For those deeply involved in the world of poker, side deals are just a part of the game; but for those casual players who get most of their poker knowledge from televised tournaments, a recent decision by Shaun Deeb and Gus Hansen in the $25,000 buy-in satellite to the Big One for One Drop could raise some eyebrows.
When the two players reached heads-up play with similar stack sizes, a brief discussion was held away from the table. When the players returned, Shaun Deeb threw the tournament, raising all-in except for one chip, and then folding to Hansen. The very next hand, Deeb was all-in with his last chip and lost, netting Hansen the sole remaining seat in the $1,000,000 buy-in Big One for One Drop and Deeb the $1,000,000 second place prize money.

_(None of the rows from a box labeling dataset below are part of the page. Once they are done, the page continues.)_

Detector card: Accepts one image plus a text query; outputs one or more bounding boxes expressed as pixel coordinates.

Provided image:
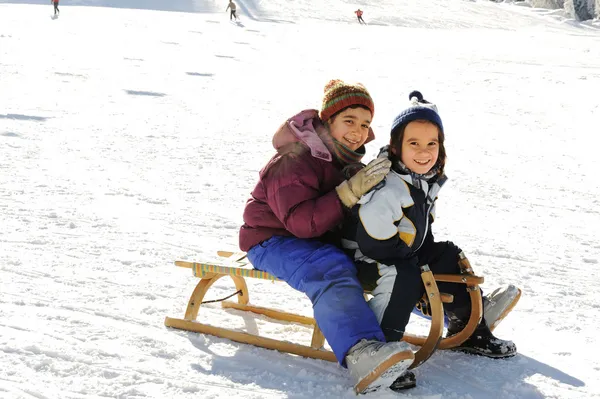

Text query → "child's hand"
[335,158,392,208]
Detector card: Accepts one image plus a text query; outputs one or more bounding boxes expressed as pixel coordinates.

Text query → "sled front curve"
[165,251,483,368]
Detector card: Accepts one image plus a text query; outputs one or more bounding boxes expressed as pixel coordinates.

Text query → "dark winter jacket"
[239,110,374,251]
[342,156,447,266]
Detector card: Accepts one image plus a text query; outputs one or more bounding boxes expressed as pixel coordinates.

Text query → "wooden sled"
[165,251,484,368]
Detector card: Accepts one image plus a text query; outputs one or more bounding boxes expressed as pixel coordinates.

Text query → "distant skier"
[50,0,60,16]
[225,0,238,21]
[354,8,367,25]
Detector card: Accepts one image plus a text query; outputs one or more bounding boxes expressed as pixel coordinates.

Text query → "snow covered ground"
[0,0,600,399]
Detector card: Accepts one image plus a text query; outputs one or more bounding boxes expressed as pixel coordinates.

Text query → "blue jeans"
[248,236,385,366]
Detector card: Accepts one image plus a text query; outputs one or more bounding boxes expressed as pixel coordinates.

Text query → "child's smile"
[401,120,440,175]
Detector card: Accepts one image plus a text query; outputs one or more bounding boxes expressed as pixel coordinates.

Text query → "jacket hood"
[272,109,375,161]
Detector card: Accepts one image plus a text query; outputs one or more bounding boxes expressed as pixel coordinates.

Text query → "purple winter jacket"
[239,110,374,251]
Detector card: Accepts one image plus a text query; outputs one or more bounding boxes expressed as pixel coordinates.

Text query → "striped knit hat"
[319,79,375,122]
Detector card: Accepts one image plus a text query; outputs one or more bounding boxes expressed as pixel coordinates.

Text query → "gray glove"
[335,157,392,208]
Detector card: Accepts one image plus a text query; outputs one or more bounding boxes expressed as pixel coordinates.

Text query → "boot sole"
[354,350,415,394]
[488,288,521,331]
[451,347,517,359]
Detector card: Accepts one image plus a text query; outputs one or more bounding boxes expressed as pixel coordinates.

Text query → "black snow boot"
[446,317,517,359]
[390,370,417,391]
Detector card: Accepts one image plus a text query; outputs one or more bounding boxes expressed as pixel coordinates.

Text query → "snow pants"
[248,236,386,367]
[358,241,471,341]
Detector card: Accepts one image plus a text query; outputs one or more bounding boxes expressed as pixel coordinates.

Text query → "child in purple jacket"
[240,80,414,393]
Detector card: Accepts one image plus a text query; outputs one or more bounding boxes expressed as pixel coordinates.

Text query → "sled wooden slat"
[165,317,337,362]
[165,251,484,368]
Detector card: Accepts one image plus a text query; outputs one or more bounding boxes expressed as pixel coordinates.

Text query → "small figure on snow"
[225,0,238,21]
[50,0,60,16]
[239,80,414,393]
[342,91,520,390]
[354,8,367,25]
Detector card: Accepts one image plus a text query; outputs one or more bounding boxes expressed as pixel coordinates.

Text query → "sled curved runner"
[165,251,483,368]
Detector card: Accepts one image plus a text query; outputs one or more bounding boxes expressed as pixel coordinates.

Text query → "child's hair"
[389,90,446,175]
[389,119,446,175]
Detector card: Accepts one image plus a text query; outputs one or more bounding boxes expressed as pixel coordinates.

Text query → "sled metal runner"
[165,251,484,368]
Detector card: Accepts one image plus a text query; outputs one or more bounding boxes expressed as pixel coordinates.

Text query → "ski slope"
[0,0,600,399]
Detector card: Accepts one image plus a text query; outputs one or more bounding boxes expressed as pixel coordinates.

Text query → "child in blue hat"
[343,91,520,389]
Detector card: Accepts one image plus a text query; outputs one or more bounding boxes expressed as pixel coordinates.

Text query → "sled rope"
[201,290,244,304]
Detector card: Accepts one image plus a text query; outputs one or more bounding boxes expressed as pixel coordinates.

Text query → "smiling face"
[392,120,440,175]
[327,107,371,151]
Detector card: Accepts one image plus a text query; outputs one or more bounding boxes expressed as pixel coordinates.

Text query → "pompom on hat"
[319,79,375,122]
[391,90,444,137]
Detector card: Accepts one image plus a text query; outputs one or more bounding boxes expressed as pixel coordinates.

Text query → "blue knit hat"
[391,90,444,136]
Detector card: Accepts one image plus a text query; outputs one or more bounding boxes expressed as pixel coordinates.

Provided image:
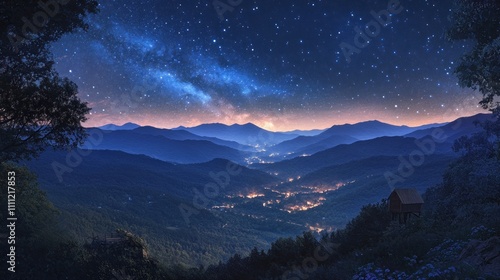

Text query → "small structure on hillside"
[389,189,424,223]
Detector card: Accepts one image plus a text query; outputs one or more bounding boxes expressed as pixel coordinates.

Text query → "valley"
[20,112,492,266]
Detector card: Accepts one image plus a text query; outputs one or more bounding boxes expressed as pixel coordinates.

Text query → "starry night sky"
[53,0,482,130]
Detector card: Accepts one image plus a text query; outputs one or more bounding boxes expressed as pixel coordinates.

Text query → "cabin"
[389,189,424,223]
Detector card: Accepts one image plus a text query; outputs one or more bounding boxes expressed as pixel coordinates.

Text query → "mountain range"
[26,115,491,266]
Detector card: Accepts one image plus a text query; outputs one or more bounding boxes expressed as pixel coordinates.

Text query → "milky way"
[53,0,481,130]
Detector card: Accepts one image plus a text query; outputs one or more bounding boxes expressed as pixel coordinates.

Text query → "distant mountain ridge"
[98,122,141,130]
[174,123,299,147]
[84,130,250,163]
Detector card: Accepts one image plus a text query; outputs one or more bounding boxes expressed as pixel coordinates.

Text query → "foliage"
[0,0,97,162]
[447,0,500,113]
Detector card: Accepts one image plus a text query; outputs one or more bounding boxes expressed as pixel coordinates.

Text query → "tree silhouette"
[447,0,500,114]
[0,0,97,162]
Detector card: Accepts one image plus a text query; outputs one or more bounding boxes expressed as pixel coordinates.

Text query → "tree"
[0,0,97,162]
[447,0,500,114]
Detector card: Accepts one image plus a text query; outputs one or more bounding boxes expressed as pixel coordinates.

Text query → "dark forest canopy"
[447,0,500,113]
[0,0,97,161]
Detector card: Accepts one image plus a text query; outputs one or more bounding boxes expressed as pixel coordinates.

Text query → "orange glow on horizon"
[84,107,488,131]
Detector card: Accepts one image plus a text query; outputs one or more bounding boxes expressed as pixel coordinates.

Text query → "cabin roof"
[393,189,424,204]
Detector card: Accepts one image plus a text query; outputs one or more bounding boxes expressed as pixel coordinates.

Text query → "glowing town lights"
[246,193,264,199]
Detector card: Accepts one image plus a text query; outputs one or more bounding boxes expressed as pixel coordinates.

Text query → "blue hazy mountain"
[133,126,254,151]
[26,150,292,265]
[283,129,325,136]
[405,114,494,143]
[268,121,440,155]
[268,135,359,155]
[83,130,250,163]
[318,121,441,140]
[256,136,451,178]
[174,123,298,147]
[99,122,140,130]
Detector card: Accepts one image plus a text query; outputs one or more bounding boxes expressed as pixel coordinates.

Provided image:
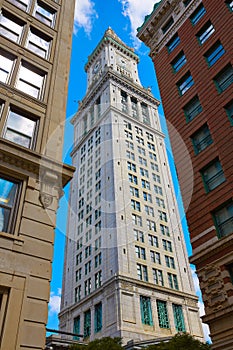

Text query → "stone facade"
[0,0,74,350]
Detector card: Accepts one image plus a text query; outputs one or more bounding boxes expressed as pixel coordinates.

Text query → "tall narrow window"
[4,110,37,148]
[0,176,19,233]
[201,159,226,192]
[16,61,46,99]
[94,303,102,333]
[83,310,91,338]
[213,201,233,238]
[190,4,206,25]
[140,295,153,326]
[172,304,185,332]
[156,300,170,328]
[191,124,213,154]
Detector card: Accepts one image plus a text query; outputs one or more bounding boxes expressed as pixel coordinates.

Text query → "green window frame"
[83,309,91,338]
[183,95,202,122]
[176,72,194,96]
[190,4,206,25]
[156,300,170,329]
[172,304,185,332]
[166,34,180,53]
[191,124,213,155]
[212,200,233,239]
[196,21,215,45]
[214,64,233,93]
[171,51,187,73]
[73,316,80,340]
[94,302,103,333]
[225,100,233,125]
[200,158,226,193]
[204,41,225,67]
[140,295,153,326]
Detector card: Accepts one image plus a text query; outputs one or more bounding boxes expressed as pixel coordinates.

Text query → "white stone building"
[60,29,203,344]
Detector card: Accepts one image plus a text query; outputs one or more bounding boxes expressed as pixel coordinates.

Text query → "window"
[83,309,91,338]
[135,246,146,260]
[204,41,225,67]
[225,100,233,124]
[137,264,148,282]
[167,272,179,290]
[191,124,213,154]
[162,17,174,34]
[166,34,180,53]
[94,303,102,333]
[0,175,20,233]
[171,51,187,72]
[196,21,215,45]
[172,304,185,332]
[190,4,206,25]
[201,159,226,193]
[0,10,25,43]
[213,201,233,238]
[4,109,37,148]
[34,0,56,28]
[16,61,46,99]
[176,72,194,96]
[140,295,153,326]
[165,255,176,269]
[156,300,170,328]
[0,50,15,84]
[183,95,202,122]
[214,64,233,93]
[225,0,233,12]
[152,269,164,286]
[10,0,30,11]
[26,28,51,58]
[73,316,80,340]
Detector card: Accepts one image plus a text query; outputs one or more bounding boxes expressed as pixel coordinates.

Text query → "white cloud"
[49,288,61,315]
[74,0,98,35]
[118,0,159,47]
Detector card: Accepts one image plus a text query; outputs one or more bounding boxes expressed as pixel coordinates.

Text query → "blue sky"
[47,0,208,342]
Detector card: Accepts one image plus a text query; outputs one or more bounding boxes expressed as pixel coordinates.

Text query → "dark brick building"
[138,0,233,350]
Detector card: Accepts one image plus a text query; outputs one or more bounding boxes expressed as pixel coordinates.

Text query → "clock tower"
[59,28,203,344]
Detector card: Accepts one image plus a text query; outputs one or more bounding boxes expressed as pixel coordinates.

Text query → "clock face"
[92,60,101,74]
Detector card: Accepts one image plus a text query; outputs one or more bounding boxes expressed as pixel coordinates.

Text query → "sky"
[47,0,209,340]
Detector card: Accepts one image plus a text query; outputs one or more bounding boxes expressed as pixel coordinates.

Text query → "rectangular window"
[34,0,56,28]
[16,61,46,99]
[94,303,102,333]
[4,109,37,149]
[204,41,225,67]
[214,64,233,93]
[213,201,233,238]
[196,21,215,45]
[83,309,91,338]
[176,72,194,96]
[191,124,213,154]
[73,316,80,340]
[183,95,202,122]
[190,4,206,25]
[225,100,233,124]
[140,295,153,326]
[0,49,16,84]
[171,51,187,72]
[166,34,180,53]
[0,10,25,43]
[201,159,226,193]
[0,175,20,233]
[162,17,174,34]
[26,28,51,58]
[152,269,164,286]
[172,304,185,332]
[156,300,170,328]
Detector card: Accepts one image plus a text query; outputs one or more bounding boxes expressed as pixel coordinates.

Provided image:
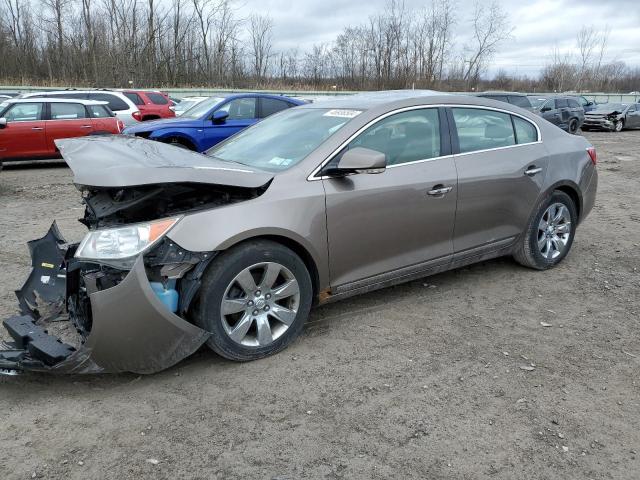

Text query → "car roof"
[3,97,109,105]
[23,88,127,98]
[222,92,306,105]
[306,90,442,110]
[475,90,527,97]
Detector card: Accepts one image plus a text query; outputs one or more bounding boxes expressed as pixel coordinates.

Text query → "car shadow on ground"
[0,257,533,395]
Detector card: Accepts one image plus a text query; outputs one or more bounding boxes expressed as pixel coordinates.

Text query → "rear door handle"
[427,185,453,197]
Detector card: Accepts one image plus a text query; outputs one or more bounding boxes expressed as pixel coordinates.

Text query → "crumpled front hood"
[585,109,622,115]
[123,117,202,135]
[55,135,273,188]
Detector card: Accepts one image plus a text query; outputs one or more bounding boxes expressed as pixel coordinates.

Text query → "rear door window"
[347,108,440,166]
[88,105,113,118]
[260,98,291,118]
[4,102,44,122]
[49,102,87,120]
[218,98,256,120]
[123,92,144,105]
[509,95,531,108]
[511,115,538,144]
[89,93,129,112]
[452,108,516,153]
[146,93,169,105]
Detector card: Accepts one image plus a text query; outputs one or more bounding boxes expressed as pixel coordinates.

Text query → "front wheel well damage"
[212,235,320,298]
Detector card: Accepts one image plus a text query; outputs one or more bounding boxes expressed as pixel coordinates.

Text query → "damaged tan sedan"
[0,91,597,373]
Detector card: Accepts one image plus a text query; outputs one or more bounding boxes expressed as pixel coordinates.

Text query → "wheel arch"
[219,232,321,298]
[546,180,583,221]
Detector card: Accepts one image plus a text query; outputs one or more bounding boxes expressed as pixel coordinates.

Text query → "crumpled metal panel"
[83,257,210,373]
[55,135,273,188]
[16,222,67,319]
[0,224,210,374]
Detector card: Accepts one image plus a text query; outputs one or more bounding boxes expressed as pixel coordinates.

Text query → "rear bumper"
[0,225,209,374]
[582,118,615,130]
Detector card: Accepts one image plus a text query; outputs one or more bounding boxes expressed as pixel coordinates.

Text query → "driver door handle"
[524,165,542,177]
[427,185,453,197]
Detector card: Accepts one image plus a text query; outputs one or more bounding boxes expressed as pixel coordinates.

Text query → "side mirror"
[330,147,387,175]
[211,110,229,123]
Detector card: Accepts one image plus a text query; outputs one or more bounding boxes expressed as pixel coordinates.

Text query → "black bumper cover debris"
[0,224,209,374]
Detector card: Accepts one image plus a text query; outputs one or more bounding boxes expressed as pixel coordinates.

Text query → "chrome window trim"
[307,104,542,182]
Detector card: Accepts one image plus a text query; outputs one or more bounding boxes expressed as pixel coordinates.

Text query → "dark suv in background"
[529,95,584,134]
[476,92,533,111]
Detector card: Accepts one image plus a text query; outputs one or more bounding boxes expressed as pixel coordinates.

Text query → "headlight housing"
[75,217,180,268]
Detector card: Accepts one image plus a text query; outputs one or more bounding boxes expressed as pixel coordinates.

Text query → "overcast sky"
[238,0,640,75]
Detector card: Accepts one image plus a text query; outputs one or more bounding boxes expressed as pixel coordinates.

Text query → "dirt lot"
[0,131,640,480]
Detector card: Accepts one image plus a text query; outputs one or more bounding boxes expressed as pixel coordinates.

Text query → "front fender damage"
[0,224,209,374]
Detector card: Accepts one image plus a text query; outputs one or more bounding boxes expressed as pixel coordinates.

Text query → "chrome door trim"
[307,103,542,182]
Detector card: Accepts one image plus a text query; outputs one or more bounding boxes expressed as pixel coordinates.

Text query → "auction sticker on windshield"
[323,110,362,118]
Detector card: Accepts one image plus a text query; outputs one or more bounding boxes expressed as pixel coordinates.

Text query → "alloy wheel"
[538,203,571,260]
[220,262,300,347]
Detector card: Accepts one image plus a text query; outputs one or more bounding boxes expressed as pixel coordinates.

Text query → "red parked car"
[0,98,124,164]
[122,90,176,122]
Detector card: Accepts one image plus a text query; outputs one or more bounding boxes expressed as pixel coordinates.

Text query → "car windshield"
[595,103,629,112]
[206,108,362,172]
[178,97,224,119]
[173,100,198,112]
[529,97,547,108]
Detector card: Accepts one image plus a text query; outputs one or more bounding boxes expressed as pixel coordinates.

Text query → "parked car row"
[477,92,640,134]
[0,98,124,166]
[0,90,304,163]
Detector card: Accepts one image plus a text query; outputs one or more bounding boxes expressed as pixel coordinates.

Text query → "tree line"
[0,0,640,91]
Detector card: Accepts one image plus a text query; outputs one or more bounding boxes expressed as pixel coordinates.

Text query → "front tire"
[197,240,313,361]
[513,190,578,270]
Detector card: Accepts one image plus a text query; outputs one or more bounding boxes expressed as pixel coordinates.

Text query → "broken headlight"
[75,218,180,267]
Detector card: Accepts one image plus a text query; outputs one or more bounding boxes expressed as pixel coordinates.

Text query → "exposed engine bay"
[0,138,272,374]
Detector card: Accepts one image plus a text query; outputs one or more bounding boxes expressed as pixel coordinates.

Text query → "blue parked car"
[122,93,305,152]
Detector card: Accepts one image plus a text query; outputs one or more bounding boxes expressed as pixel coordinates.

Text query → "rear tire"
[196,240,313,362]
[569,118,578,135]
[513,190,578,270]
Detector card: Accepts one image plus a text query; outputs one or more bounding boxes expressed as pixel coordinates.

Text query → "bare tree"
[463,0,513,88]
[249,15,273,81]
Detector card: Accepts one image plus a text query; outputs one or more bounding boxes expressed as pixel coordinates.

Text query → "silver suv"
[529,95,584,135]
[21,90,142,126]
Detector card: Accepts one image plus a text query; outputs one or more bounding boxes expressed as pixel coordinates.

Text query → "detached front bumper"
[582,117,615,130]
[0,224,209,374]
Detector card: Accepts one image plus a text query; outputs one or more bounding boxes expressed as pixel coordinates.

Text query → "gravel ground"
[0,131,640,480]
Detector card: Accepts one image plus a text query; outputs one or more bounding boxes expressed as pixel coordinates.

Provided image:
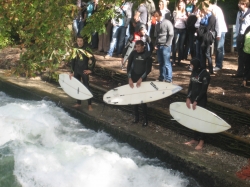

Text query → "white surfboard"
[169,102,231,133]
[59,74,93,100]
[103,81,182,105]
[122,42,135,64]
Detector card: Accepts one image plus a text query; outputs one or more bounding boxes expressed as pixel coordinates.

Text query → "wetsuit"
[122,32,154,58]
[71,47,96,105]
[187,60,210,141]
[127,51,152,126]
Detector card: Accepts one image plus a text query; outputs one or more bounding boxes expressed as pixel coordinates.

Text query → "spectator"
[232,0,250,78]
[134,2,148,25]
[70,36,96,111]
[159,0,172,21]
[154,10,174,83]
[121,24,153,70]
[86,0,99,49]
[198,1,216,74]
[127,40,152,127]
[211,4,227,71]
[185,58,210,150]
[172,1,187,66]
[146,0,155,36]
[104,6,126,59]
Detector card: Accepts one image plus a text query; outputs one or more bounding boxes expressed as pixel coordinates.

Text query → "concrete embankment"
[0,72,250,187]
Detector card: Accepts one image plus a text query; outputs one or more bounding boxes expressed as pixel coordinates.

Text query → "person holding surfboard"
[185,58,210,150]
[69,35,96,111]
[127,40,152,127]
[154,10,174,83]
[121,23,153,70]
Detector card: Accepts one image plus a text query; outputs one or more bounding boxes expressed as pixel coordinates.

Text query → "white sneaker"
[213,67,221,71]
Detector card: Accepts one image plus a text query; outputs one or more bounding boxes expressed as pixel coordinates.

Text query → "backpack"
[197,25,207,41]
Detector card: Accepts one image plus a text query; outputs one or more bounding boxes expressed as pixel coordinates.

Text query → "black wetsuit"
[127,51,152,123]
[187,69,210,141]
[122,33,154,58]
[71,47,96,105]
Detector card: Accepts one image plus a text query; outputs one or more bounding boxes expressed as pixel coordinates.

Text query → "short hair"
[239,0,249,7]
[76,35,84,40]
[135,40,144,46]
[153,10,162,16]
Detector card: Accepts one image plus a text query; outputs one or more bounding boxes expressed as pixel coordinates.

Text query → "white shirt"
[236,9,250,36]
[212,5,228,37]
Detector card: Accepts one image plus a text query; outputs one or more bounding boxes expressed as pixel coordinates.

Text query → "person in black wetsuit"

Deals at the final table are nothing new, and frankly, it is easy to understand why Deeb would want to lock in $975,000 profit, rather than winning a seat into another tournament. Similarly, it is easy to see why Hansen would want the chance to turn his satellite win into over $18,000,000 offered as first place money in the One Drop tournament.
From my perspective, there is absolutely nothing wrong with such an arrangement, especially since we do not know the details. But for the general audience, it reveals that poker is not just about winning for the sake of winning. Money is the true scorecard of poker at the highest levels.